In Iraq, 12 years of U.S. invasion and occupation have left that country crippled, tens of thousands of Iraqi civilians dead, homes, schools, hospitals, electrical and sanitation systems destroyed, some some 2 to 4 million refugees, depending on whose figures you use. Iraquis’ air, soil, water, blood and gene pool have been contaminated with depleted uranium, resulting in birth defects and cancers. And the environment is littered with unexploded cluster bombs.

The Vietnam war has been called “an unprecedented assault on the environment.” Ten percent of southern Vietnam’s tropical forests, including one-third of its coastal mangroves were destroyed by herbicides. Mangroves play a vital role in coastal ecology and provide a rich source of food that sustains fish populations. Over the course of 13 years, from 1961 to 1974, Vietnam was repeatedly hit by cluster bomb units (CBUs), affectionately called “bomblets,” large bombs, napam, land mines, and toxic chemicals. The country’s soils, water systems, biological diversity, and even its climate were affected. During the course of the war, the United States admitted it dropped 72 million liters of chemicals on Vietnam, most of it Agent Orange. This highly toxic agent contained the most dangerous type of dioxin called TCDD, which stands for 2, 3, 7, 8 tetrachlorodibenzo-para-dioxin. Known to cause almost every kind of cancer, TCDD spread throughout Vietnam’s drinking water and soils and entered the food chain. From there, the toxic chemical got into the blood of animals, including humans, where it entered the germ cells, subverted DNA, the basic molecule of life, and caused mutations – babies born with two heads, fingers and toes that drop off, strange limbs, and retarded growth. Both human and environmental effects will continue long into the future.

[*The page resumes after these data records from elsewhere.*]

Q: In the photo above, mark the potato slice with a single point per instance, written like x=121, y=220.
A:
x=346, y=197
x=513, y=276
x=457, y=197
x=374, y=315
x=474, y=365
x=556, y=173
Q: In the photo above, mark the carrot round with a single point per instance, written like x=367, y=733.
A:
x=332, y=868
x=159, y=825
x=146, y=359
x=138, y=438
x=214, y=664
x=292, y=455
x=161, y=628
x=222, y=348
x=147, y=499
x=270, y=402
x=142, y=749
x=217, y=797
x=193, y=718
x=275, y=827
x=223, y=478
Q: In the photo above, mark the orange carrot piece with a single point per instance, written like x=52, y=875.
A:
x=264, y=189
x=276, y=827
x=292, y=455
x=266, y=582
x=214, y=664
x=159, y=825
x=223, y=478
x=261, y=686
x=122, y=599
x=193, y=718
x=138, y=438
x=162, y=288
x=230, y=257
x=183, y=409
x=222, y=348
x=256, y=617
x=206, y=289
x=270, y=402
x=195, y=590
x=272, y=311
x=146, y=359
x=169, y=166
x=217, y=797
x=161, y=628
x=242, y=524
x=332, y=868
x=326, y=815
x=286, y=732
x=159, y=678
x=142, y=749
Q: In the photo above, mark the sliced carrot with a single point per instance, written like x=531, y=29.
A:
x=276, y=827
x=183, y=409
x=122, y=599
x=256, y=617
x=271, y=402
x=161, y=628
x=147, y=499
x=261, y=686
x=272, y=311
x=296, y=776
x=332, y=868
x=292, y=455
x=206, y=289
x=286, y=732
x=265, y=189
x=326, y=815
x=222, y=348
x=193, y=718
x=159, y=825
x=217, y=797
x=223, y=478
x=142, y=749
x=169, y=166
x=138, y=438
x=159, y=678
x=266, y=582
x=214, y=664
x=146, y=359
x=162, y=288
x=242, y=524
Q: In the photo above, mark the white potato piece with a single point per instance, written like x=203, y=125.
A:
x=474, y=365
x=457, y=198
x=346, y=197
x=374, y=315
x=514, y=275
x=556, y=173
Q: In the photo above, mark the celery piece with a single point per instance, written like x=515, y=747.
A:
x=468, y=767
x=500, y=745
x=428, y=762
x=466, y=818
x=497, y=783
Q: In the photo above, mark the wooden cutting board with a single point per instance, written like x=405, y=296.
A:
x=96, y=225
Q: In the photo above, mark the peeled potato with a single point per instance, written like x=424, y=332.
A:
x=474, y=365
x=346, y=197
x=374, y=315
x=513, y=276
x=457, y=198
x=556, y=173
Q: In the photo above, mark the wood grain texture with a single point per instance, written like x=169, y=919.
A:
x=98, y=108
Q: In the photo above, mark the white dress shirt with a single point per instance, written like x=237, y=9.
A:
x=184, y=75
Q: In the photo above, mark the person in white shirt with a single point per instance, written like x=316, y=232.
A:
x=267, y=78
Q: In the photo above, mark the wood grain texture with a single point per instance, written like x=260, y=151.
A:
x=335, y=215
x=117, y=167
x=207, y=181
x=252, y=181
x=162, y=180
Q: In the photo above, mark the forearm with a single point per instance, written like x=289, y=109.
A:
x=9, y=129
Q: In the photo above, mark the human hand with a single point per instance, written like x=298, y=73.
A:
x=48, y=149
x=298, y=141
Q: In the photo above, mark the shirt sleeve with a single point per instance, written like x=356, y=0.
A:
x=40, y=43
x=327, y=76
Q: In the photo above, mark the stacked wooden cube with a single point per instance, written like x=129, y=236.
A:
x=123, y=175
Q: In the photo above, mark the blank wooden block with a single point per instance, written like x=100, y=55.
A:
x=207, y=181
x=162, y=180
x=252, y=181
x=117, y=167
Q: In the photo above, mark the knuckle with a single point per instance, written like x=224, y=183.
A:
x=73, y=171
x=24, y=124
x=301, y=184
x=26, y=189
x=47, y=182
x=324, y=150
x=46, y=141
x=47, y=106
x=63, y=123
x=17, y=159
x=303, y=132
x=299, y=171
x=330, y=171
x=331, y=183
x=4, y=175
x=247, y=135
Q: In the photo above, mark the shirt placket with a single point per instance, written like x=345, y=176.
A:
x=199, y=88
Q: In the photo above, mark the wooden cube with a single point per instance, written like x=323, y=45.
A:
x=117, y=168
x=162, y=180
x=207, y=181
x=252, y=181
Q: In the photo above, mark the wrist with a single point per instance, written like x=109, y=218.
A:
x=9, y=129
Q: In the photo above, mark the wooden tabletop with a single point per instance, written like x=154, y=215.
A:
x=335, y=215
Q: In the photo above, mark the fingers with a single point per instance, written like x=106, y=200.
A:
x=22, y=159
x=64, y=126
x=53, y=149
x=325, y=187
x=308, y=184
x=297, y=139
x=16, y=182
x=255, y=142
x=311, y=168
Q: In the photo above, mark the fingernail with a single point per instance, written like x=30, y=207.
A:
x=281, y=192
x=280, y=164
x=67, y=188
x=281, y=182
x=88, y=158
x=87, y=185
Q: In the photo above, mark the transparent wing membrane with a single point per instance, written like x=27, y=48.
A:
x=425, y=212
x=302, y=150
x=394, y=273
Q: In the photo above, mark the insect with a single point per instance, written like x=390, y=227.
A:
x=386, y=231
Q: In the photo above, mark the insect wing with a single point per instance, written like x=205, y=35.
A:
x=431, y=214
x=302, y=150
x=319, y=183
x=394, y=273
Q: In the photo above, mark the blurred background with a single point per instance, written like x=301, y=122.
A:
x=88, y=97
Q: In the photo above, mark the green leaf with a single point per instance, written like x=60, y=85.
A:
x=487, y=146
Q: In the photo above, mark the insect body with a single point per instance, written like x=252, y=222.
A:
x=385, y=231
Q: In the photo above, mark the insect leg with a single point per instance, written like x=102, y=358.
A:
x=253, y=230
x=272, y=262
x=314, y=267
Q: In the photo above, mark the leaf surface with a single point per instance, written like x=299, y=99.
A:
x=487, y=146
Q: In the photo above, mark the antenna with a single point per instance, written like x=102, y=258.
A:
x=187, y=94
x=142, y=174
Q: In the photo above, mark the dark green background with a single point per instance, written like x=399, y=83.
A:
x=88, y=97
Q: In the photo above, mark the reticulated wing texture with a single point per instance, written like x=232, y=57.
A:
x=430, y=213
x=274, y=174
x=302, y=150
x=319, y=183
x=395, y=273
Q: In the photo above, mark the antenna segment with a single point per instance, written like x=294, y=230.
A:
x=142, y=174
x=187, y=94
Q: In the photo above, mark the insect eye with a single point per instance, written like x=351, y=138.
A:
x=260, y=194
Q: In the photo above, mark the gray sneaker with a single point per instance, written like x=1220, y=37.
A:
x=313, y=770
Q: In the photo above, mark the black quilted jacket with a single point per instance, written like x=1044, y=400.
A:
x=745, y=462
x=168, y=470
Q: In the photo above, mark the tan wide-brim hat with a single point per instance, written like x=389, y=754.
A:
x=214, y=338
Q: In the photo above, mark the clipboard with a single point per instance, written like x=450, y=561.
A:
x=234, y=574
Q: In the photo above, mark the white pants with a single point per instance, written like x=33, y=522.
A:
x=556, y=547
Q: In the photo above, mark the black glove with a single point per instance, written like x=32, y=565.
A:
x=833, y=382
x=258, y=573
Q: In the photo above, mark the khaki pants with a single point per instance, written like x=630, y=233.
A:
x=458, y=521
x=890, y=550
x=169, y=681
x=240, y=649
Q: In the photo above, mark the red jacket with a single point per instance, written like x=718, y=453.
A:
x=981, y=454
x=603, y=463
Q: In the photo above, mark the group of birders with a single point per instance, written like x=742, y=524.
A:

The most devastating assault on humanity, one that launched the horror of nuclear war, occurred in August 6, 1945, when the United States dropped the first atomic bomb, nicknamed “Little Boy,” on the Japanese city of Hiroshima. Watching the mushroom cloud boiling up from what had been a city filled with life, Colonel Paul Tibbets, the pilot of the B-29 airplane that dropped the bomb, wrote in his journal: “My God, what have we done?” The heat, air pressure, and radiation from the explosion made it seem as if a sun had exploded. Within seconds, people, buildings, plants, and all animal life within a 1.5-mile radius was vaporized. For months and years to come, people exposed to the radiation died – more than 140,000 by the end of 1945. An estimated total of 200,000 people are believed to have died as a result of the bomb.

Three days later, on August 9, 1945, the United States dropped a second atomic bomb, this one on the city of Nagasaki. Approximately 70,000 people died by the end of 1945 as a result of this bomb, nicknamed “Fat Man.”

One might have thought that the horror, suffering, death, and devastation caused by these two bombs would have been enough for governments to take immediate action to outlaw such weapons. Instead, it triggered a nuclear arms build-up, known as the Cold War, between the United States and the former Soviet Union that continues to threaten the entire planet even though the Cold War has ended. The activities of producing these deadly weapons and the disposal of the waste by-products have created entire areas of the planet that are now radioactive.